YouTube screenshot by CNET

On Saturday, Kjellberg posted a video (now deleted) that showed him laughing as two men held up a banner that read "death to all Jews." Since August 2016, he had posted nine videos with anti-Semitic jokes or Nazi iconography, according to The Wall Street Journal.

Not long before Disney and YouTube Red broke ties with him, Kjellberg on Sunday acknowledged that the jokes were "ultimately offensive" in a post on his Tumblr page.

"As laughable as it is to believe that I might actually endorse these people, to anyone unsure on my standpoint regarding hate-based groups: No, I don't support these people in any way," he wrote.

The Disney-Kjellberg relationship came via Maker Studios, a business acquired by Disney in 2014 that represents YouTube artists. PewDiePie was Maker's biggest star, but leading up to the Disney takeover, he was a bigger asset to Maker than the other way around.

The Disney purchase has resulted in some conflict with Kjellberg before, such as when the media giant sent "Star Wars" stormtroopers to his apartment to shoot a crossover video. The actors arrived upset they didn't have a changing room and Disney's side vetoed his suggestions because it wasn't in keeping with the "Star Wars" universe, according to an interview with Icon.

"I don't want Pewdiepie to be some kind of trademark that I lose control over," he said at the time.

But recently Disney had put more weight behind Kjellberg, last year launching a media brand, Revelmode, spearheaded by him.

This also isn't the first time Disney has dropped a deal over concerns for its family-friendly image. Last year, it reportedly walked away from a buyout of Twitter, in part because of its reputation as a place for bullying.

Disney-owned Maker Studios said that "although Felix has created a following by being provocative and irreverent, he clearly went too far in this case and the resulting videos are inappropriate. Maker Studios has made the decision to end our affiliation with him going forward."
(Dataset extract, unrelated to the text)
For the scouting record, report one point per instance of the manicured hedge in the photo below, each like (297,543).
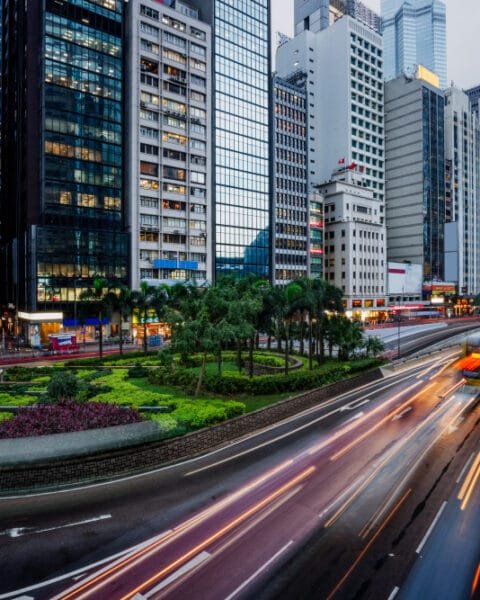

The Southern Poverty Law Center, a social-justice nonprofit, said Disney and YouTube cutting ties was the right thing to do. "It's despicable," Heidi Beirich, the director of the group's intelligence project, said of the videos.

Originally posted Feb. 13 at 8:54 p.m. PT.
Updated Feb. 14 at 9:45 a.m. PT: Adds YouTube's statement, Kjellberg's comments about the videos and background about his relationship with Disney and Maker.
Updated Feb. 14 at 11:07 a.m. PT: Adds Southern Poverty Law Center comment.

Updated Feb 15 at 7:25 p.m. PT: Adds comment from Maker Studios.